Home Legal & Insurance Common Sense No Excuses, No Free Rides: Inherent Risk Laws Hit the Books

No Excuses, No Free Rides: Inherent Risk Laws Hit the Books

Texas just locked in House Bill 5624, putting into law what every rider already knows in their gut: motorcycles are dangerous, and the risk belongs to the one twisting the throttle. Governor Greg Abbott signed the bill on June 20, 2025, and it went live on September 1. The law makes it clear that when a rider heads into a motocross track, an off-road park, or any riding facility, they accept the dangers that come with the territory. Wrecks, spills, busted bones — those aren’t lawsuits waiting to happen, they’re part of the ride.

Arkansas was the first to carve this into law back in March with Act 312, giving off-road facilities some protection from being hauled into court every time someone went down. Texas followed a few months later, becoming the second state to put the same principle on the books. Together, they’ve started a wave that could change the legal landscape for riding across the country.

The law doesn’t give tracks a free pass to ignore safety. Facility owners still have to keep their grounds in decent shape, deal with hazards they create, and not mislead riders. But the state has drawn a hard line: the inherent risks of riding don’t fall on the owner’s shoulders. That shift means fewer lawsuits, lower insurance costs, and a better chance for riding spots to stay open in a world where they’re constantly under threat.

The bigger story is what comes next. Arkansas and Texas lit the fuse, but other states are already looking to follow. Iowa and Missouri have bills in the works that would create similar protections.
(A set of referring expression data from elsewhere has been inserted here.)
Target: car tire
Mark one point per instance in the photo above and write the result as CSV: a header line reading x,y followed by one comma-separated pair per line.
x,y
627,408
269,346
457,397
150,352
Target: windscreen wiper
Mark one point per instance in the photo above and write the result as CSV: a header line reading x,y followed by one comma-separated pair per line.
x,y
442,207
West Virginia introduced a measure called the Mountain Bike Responsibility Act earlier this year — it focuses on bicycles, but it rides on the same idea of putting risk back on the rider. Even Hawaii and a few others have started floating drafts that would give landowners and facilities some cover when they open their property to off-road use. The movement is spreading, and if enough states sign on, it could reshape how riders and track owners deal with risk nationwide.

At the end of the day, these laws don’t change the soul of motorcycling — they put it in writing. The code’s always been simple: freedom comes with consequence. Every time you fire up an engine, drop into a berm, or launch off a jump, you’re putting your own skin in the game. Arkansas and Texas just made it official. The freedom is yours, the thrill is yours, and the risk is yours too.